Durante sua palestra na ABL, Diegues falou sobre seus filmes que tiveram inspiração na literatura: “Ganga Zumba” (baseado no livro homônimo de João Felício dos Santos); “Joanna Francesa” (inspirado em vários livros, dentre eles, “Riacho Doce”, de José Lins do Rego, “Angústia” e “São Bernardo”, de Graciliano Ramos, e “Cem Anos de Solidão”, de Gabriel Garcia Márquez); “Xica da Silva” (não foi inspirado por um livro e sim pelo desfile dos Acadêmicos do Salgueiro, mas inspirou um livro); “Tieta do Agreste” (adaptação, em parceria com João Ubaldo Ribeiro, do livro de Jorge Amado); “Orfeu” (baseado na peça “Orfeu da Conceição”, que marcou a sua vida); “Deus é brasileiro” ( baseado no conto homônimo de João Ubaldo Ribeiro, com quem escreveu o roteiro); e “O Grande Circo Místico” (inspirado no poema de Jorge de Lima).

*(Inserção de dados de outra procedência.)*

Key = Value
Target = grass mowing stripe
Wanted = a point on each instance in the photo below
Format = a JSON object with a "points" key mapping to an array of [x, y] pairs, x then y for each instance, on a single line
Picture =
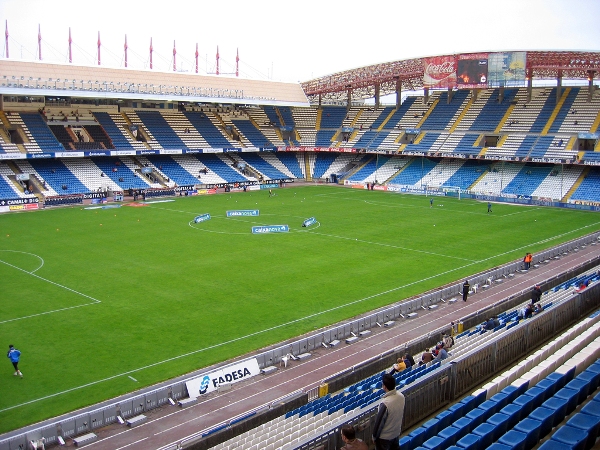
{"points": [[169, 291], [272, 328]]}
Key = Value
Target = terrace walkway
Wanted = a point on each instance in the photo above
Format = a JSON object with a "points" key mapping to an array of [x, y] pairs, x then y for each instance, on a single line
{"points": [[170, 424]]}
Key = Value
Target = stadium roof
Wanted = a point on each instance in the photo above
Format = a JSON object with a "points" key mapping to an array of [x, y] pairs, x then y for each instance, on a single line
{"points": [[408, 74], [68, 80]]}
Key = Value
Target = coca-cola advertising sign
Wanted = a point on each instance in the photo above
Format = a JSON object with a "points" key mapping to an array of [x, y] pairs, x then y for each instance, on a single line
{"points": [[472, 71], [439, 72]]}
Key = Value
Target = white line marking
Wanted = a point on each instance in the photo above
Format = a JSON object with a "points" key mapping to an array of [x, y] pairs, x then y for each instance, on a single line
{"points": [[94, 300], [394, 246], [132, 443], [31, 254]]}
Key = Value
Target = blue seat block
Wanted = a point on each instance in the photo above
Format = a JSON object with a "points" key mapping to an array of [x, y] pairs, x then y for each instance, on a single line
{"points": [[469, 442], [525, 402], [559, 406], [549, 385], [498, 446], [445, 418], [485, 431], [571, 396], [434, 443], [418, 436], [406, 443], [544, 415], [582, 386], [590, 424], [433, 426], [490, 407], [476, 416], [514, 414], [554, 445], [592, 408], [501, 399], [450, 435], [539, 396], [570, 436], [531, 428], [464, 425], [500, 422], [514, 439]]}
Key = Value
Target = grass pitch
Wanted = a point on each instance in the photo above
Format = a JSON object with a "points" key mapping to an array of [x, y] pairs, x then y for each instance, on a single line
{"points": [[105, 301]]}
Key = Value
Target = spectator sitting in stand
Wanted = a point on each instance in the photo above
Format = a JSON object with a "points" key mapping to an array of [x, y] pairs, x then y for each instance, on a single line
{"points": [[398, 367], [426, 357], [442, 353]]}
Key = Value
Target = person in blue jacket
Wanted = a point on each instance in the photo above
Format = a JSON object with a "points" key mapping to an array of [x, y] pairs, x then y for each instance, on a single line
{"points": [[14, 355]]}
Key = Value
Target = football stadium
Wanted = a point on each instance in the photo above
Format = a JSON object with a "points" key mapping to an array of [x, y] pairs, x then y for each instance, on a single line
{"points": [[204, 261]]}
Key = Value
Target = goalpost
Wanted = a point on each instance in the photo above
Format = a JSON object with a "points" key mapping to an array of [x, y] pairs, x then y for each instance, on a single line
{"points": [[454, 189]]}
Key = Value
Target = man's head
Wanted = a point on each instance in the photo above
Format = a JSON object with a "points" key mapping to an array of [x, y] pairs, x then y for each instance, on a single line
{"points": [[348, 433], [389, 382]]}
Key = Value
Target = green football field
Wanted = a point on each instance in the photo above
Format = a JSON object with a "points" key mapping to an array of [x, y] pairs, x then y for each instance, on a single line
{"points": [[105, 301]]}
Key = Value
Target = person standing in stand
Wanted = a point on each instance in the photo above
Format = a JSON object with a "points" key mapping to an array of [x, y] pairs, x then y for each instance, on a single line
{"points": [[14, 355], [388, 424], [466, 288], [536, 294]]}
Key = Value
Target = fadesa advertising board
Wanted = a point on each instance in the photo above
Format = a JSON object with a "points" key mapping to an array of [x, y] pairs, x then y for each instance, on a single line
{"points": [[231, 374], [439, 72]]}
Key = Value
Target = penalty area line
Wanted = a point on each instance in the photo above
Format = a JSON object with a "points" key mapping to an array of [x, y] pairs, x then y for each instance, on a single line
{"points": [[94, 301], [275, 327]]}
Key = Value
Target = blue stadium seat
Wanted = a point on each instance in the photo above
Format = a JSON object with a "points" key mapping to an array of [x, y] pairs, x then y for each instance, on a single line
{"points": [[450, 435], [486, 432], [500, 422], [559, 406], [469, 442], [477, 417], [532, 428], [592, 408], [581, 386], [554, 445], [433, 426], [571, 396], [464, 424], [498, 446], [457, 410], [574, 437], [434, 443], [546, 417], [550, 385], [587, 423], [591, 377], [406, 443], [418, 436], [514, 414], [501, 400]]}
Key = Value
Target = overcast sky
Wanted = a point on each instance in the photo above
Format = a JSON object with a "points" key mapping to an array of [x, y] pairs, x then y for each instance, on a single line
{"points": [[291, 41]]}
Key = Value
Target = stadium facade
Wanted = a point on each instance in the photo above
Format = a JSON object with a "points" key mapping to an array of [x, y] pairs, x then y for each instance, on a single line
{"points": [[70, 132]]}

Sobre o tema “Letras e Imagem”, Cacá Diegues ainda explicou que
“Tem certas coisas que a palavra é mais importante que a imagem. Tem certos autores que você não consegue filmar, por exemplo, (Marcel) Proust, que os melhores cineastas do mundo já tentaram filmar, mas nunca conseguiram um bom filme. James Joyce, então, nem se fala. No Brasil, tem Machado de Assis, que até hoje não deu um grande filme, porque tem coisas que a palavra fica grávida de ideias que a imagem não pode ter a mesma força. Mas tem coisas que a imagem tem mais força que a palavra.”